The big question of course, is whether this exercise is doomed before the first flight ever leaves the tarmac. Commercial long-haul travel is as yet unproven.
Oasis passengers will receive a free meal, but will certainly be paying for some other previously standard fare. They can upgrade meals to 'gourmet' (if any food served in any class of any airline can be described as such) and can also buy 'noise cancelling headsets' on board.
Will they pay for extras?
Co-founder, chairman and property mogul Reverend Raymond Lee will be praying they do. He said in a recent interview that Oasis will be "governed by biblical principles". Free passenger bibles might, however, send out the wrong safety message. Oasis is confident enough of success that management is even considering a share sale.
Bob Mann, influential New York-based airline analyst and consultant, contends that the replication of the Oasis model on routes across the Atlantic is an inevitability.
"There certainly are opportunities to offer a product that people are willing to pay for in steps, or on an a la carte basis, that responds to customer needs, " Mann told the Sunday Tribune. "The question is what sort of competitive response will result."
He said business air fares continue to generate revenue well in excess of cost. Some of the highest margins worldwide for business-class fares exist on routes such as London-Hong Kong or LondonTokyo, for example.
"What this will ultimately come down to, for business travellers at least, is the issue of price versus convenience and frequency, " said Mann.
"You need to have a decent level of service recovery as well, so that if an aircraft is out of action passengers aren't left stranded."
Arguably the most significant difference between longhaul and short-haul low-cost flights will be turnaround times.

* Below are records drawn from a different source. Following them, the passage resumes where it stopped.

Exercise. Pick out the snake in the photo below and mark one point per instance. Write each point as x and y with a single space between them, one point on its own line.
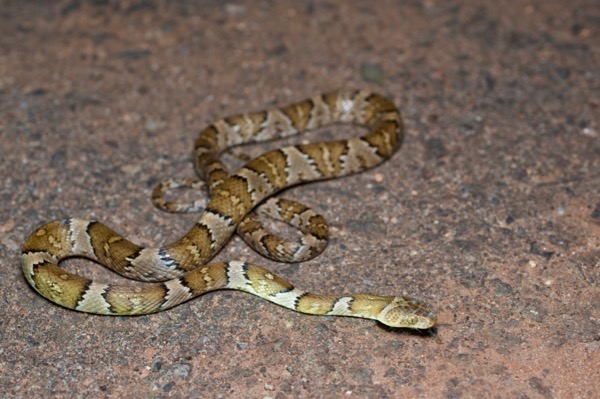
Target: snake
177 272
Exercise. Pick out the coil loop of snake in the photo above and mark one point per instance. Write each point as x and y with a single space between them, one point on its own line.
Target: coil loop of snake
179 271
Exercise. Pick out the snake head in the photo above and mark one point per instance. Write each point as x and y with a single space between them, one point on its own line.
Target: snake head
406 312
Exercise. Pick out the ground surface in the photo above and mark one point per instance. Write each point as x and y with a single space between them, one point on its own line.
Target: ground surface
490 212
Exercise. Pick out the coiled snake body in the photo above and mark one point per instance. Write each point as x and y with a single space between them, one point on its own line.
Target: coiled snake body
180 270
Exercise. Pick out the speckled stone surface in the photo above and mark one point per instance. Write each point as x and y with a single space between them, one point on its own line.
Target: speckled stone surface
490 212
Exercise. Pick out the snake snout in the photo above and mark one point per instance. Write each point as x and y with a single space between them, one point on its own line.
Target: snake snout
407 313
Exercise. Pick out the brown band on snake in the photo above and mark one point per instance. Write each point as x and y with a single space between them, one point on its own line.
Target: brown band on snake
182 265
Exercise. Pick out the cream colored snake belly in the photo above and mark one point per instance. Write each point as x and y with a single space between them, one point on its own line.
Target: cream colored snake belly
179 271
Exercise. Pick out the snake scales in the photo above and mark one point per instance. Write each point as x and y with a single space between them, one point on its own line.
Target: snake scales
179 271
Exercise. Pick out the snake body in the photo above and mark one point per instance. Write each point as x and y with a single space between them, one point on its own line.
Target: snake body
179 271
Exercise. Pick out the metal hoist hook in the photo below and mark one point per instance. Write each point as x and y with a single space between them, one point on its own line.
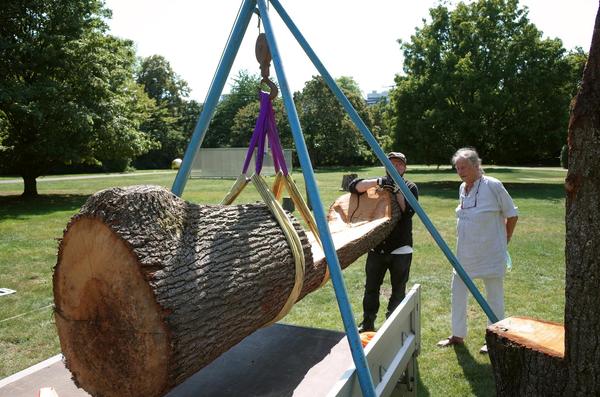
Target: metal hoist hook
263 56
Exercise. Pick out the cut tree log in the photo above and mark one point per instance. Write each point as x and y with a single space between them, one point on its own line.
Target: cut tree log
523 351
149 289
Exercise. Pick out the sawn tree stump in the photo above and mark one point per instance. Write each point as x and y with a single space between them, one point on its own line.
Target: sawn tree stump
149 288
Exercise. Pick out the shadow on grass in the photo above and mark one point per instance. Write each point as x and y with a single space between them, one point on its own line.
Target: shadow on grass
17 207
478 375
541 191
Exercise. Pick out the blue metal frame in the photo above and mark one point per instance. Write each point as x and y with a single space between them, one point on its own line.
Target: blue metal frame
214 92
386 162
360 361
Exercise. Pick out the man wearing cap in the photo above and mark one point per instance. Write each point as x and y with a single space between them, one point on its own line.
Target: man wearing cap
394 253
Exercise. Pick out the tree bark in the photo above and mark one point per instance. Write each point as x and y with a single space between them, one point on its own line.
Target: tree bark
526 353
526 370
149 289
582 287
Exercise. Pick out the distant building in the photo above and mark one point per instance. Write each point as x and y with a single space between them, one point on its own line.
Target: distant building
373 97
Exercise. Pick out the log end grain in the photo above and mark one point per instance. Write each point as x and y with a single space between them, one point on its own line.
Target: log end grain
105 308
542 336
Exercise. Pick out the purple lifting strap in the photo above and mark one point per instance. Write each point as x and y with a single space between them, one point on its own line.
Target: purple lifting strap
265 126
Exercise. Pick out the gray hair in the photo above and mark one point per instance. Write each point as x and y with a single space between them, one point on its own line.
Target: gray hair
469 154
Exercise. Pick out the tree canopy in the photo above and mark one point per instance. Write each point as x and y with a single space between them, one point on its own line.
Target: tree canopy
331 137
168 123
67 93
482 75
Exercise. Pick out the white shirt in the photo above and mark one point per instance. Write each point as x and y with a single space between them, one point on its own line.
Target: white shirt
481 227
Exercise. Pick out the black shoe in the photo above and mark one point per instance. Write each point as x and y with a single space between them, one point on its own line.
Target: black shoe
366 327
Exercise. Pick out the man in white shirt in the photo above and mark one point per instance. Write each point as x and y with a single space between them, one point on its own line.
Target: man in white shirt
486 220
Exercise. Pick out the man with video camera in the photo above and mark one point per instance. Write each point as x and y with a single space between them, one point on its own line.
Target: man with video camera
394 253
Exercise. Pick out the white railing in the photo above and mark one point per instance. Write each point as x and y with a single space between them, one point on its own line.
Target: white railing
391 354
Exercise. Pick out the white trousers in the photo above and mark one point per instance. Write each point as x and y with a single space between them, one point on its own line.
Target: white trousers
494 289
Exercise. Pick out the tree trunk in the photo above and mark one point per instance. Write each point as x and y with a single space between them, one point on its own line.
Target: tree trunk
149 289
30 186
582 306
523 369
525 354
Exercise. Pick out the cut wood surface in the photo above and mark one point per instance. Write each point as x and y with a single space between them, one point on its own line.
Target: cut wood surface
149 288
525 353
543 336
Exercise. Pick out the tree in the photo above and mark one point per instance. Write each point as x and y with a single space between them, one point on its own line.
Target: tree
481 75
67 93
166 124
331 137
245 121
244 91
528 371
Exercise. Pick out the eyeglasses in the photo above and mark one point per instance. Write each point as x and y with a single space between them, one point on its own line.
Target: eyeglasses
470 202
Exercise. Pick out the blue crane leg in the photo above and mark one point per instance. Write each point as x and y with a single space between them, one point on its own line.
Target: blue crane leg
386 162
364 376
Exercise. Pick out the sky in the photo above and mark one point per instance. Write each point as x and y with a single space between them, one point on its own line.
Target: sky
352 38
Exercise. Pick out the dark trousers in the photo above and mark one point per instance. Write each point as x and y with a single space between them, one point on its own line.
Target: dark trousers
375 268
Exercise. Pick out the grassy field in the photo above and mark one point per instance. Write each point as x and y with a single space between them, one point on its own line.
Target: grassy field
29 230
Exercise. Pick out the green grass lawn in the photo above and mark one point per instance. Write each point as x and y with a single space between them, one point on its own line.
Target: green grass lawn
29 230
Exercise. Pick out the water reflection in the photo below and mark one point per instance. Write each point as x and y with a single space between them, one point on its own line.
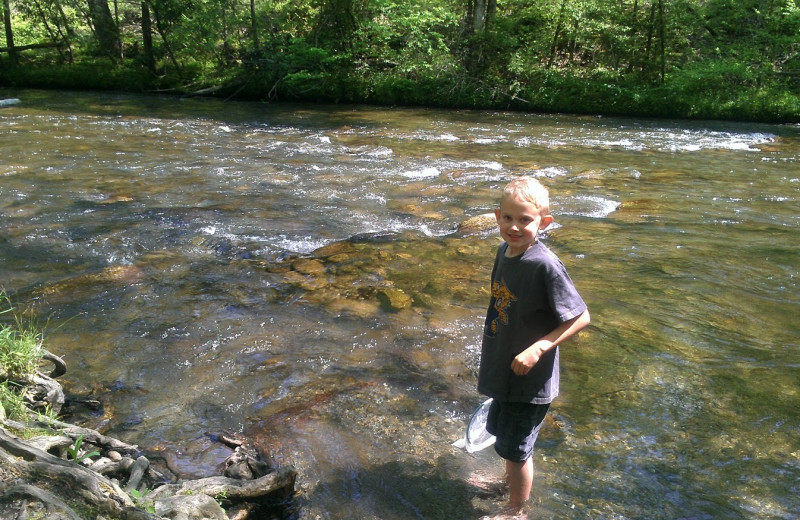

Carriers such as Ryanair need to have an aircraft ready to fly again within 30 minutes of arrival in order to gain efficiencies that help propel profitability.
Long-haul flights will be unable to replicate that part of the model, and the aircraft will have lower utilisation levels, which could stall growth and play havoc with making profits.
Even at the moment, carriers such as Aer Lingus deliver far better yields on transatlantic flights from passengers in first class who pay roughly seven times more than their economy counterparts. A long-haul carrier with cheaper business class tickets and cheaper economy fares will have trouble making the sums add up.
John Sheehan, an analyst with NCB stockbrokers, doesn't foresee any transatlantic low-cost carriers emerging for the time being.
"Certainly at the moment aircraft and fuel costs are high, " he said. "Even so, longhaul airfares have already come down substantially in the past number of years."
Ryanair chief executive Michael O'Leary recently suggested that the airline might in the future look at tying itself into a third-party transatlantic carrier. But such a move would be unrealistic for Ryanair.
"When you start getting into hubs and spokes you can run into all sorts of delays, " Sheehan explained. "If an airline has a departure from Dublin to Alicante in the early morning, for example, you want to be able to get it moving on time. You don't want to be waiting because you're holding on for 20 passengers from the New York flight. Neither Ryanair nor Aer Lingus want to be doing that."